Por favor, no me juzguen por la ropa que uso,
Por favor, no me juzguen por las canciones que canto,
Por favor, no me juzguen por la forma en que bailo.
Durante mi tiempo en la universidad hace algunos años, escuché a la gente hablar así. Parecía haber una moda en la que la gente decía a los demás: «No me juzguen». La gente incluso me dijo eso a veces. Con suficiente observación, aprendí que a la gente no le importaba escuchar cumplidos (a quién no), pero lo que no querían escuchar era desaprobación, de ningún tipo.
Ahí es donde está el «no juzgar». llegó la súplica. Ofrezca elogios, pero no desaprobación. El único que podía juzgar era Dios. Eso decían entonces y lo dicen incluso ahora.
El problema con este sentimiento, especialmente para los creyentes, es que Dios no es el único que juzga.
“Temer al Señor es odiar el mal. Odio la soberbia, la mala conducta y las palabras perversas.” (Proverbios 8:13)
El odio es una emoción extrema, pero sin embargo, la Biblia misma proporciona ejemplos de odio demonio. El odio en sí mismo es una forma de desaprobación. El proverbio antes mencionado proviene del ex rey Salomón, un hombre conocido por su sabiduría (1 Reyes 3:10-14). Si alguien sabe la importancia de hacer el bien en lugar del mal, apuesto a que el rey Salomón sabe algo.
El apóstol Pablo incluso parecía abogar por expulsar a los inmorales sexuales de la iglesia (1 Corintios 5:1). -5).
Si Salomón y Pablo han expresado desaprobación por acciones incorrectas, ¿también se nos permite expresar desaprobación? La respuesta clara de la Biblia es sí, y la evidencia es abrumadora.
“Hierro con hierro se aguza, y el uno con el otro.” (Proverbios 27:17)
“Y considerémonos unos a otros para estimular el amor y las buenas obras.” (Hebreos 10:24)
¿Cómo podemos nosotros, como cristianos, y mucho menos como personas, ayudarnos unos a otros sin expresar a veces desaprobación? ¿Hacemos todo naturalmente a la perfección? ¿Están los padres juzgando a sus hijos cuando reprenden su comportamiento? ¿Un amigo está juzgando cuando insta a alguien a no tomar una decisión poco saludable?
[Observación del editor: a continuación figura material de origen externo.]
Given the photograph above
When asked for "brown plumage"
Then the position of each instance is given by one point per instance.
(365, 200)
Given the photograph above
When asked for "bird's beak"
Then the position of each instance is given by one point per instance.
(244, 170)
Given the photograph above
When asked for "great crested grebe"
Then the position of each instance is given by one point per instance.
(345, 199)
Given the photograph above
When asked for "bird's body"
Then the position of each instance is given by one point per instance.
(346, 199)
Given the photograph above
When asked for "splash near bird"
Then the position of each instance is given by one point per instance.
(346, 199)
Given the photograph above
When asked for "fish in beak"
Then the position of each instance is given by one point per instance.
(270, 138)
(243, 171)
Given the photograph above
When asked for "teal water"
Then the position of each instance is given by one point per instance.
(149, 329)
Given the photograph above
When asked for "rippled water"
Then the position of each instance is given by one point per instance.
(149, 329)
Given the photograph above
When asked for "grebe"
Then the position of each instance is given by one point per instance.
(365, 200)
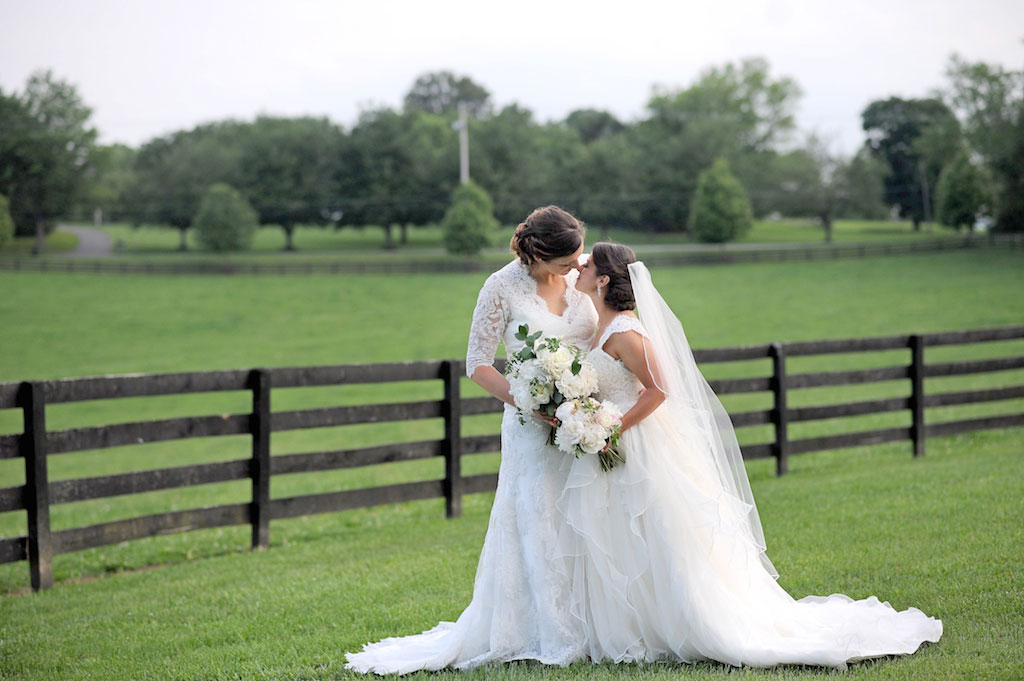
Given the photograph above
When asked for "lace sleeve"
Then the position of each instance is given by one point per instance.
(489, 320)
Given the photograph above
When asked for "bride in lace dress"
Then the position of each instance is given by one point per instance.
(520, 605)
(667, 549)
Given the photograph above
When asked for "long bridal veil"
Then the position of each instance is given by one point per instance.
(691, 403)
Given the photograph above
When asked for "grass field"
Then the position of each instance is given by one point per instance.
(940, 533)
(148, 243)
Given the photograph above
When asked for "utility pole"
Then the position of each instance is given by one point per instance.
(463, 126)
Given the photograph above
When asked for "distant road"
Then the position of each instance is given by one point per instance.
(91, 243)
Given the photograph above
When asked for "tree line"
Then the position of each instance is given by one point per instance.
(955, 157)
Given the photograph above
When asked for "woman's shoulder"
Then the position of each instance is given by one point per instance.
(626, 322)
(507, 274)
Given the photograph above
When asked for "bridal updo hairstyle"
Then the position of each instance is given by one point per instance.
(547, 233)
(612, 260)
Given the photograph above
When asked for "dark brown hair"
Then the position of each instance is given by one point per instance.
(547, 233)
(612, 260)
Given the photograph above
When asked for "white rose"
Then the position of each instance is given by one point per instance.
(543, 392)
(608, 416)
(571, 386)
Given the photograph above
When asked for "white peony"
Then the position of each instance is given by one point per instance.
(594, 437)
(608, 416)
(543, 392)
(556, 362)
(565, 411)
(568, 434)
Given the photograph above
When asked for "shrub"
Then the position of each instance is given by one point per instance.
(721, 208)
(469, 220)
(224, 220)
(6, 223)
(962, 194)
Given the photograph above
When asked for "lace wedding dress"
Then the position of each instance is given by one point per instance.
(520, 604)
(666, 566)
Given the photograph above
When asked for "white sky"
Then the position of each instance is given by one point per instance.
(150, 68)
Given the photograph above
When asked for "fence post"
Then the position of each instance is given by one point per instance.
(918, 393)
(37, 485)
(453, 438)
(779, 447)
(259, 382)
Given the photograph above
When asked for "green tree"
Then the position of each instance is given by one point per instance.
(45, 142)
(441, 91)
(729, 112)
(593, 124)
(289, 171)
(721, 208)
(107, 182)
(962, 194)
(225, 221)
(864, 178)
(990, 101)
(469, 220)
(6, 223)
(908, 135)
(173, 173)
(398, 169)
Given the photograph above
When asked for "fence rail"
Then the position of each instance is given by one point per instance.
(35, 443)
(724, 255)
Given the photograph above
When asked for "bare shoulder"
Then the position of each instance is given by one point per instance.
(625, 343)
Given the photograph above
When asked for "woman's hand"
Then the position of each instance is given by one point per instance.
(547, 418)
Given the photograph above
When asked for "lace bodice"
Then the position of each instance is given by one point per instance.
(614, 381)
(508, 299)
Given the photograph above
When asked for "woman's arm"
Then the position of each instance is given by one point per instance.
(629, 346)
(492, 380)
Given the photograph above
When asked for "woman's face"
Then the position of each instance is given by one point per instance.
(587, 282)
(562, 265)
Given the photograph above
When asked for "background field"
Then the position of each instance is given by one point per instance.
(938, 533)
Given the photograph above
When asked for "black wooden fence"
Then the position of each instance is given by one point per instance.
(727, 254)
(36, 443)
Lo que he notado es que las personas critican a los demás por juzgar, pero no ofrecen ninguna alternativa para recibir comentarios. Aparentemente solo quieren ser afirmados.
Por lo tanto, supongo que si no tienes nada bueno que decir, no digas nada en absoluto. Esa es la idea, pero como gente pecadora, todo lo que hacemos no es agradable. Todo lo que decimos no es agradable.
Cuando nos encontramos con palabras o acciones desagradables, debemos tener algo que decir al respecto.
¿Qué es juzgar realmente?
Para desmantelar toda la idea de “no me juzgues”, primero tenemos que entender el significado de la palabra juzgar. Eso debería ser bastante fácil. Una forma de discernir el significado es acudir a la sala del tribunal. La tarea de los jueces es… juzgar. Escuchan un reclamo y la evidencia de apoyo y llegan a una conclusión. En ciertos casos, determinan si creen o no que alguien es inocente.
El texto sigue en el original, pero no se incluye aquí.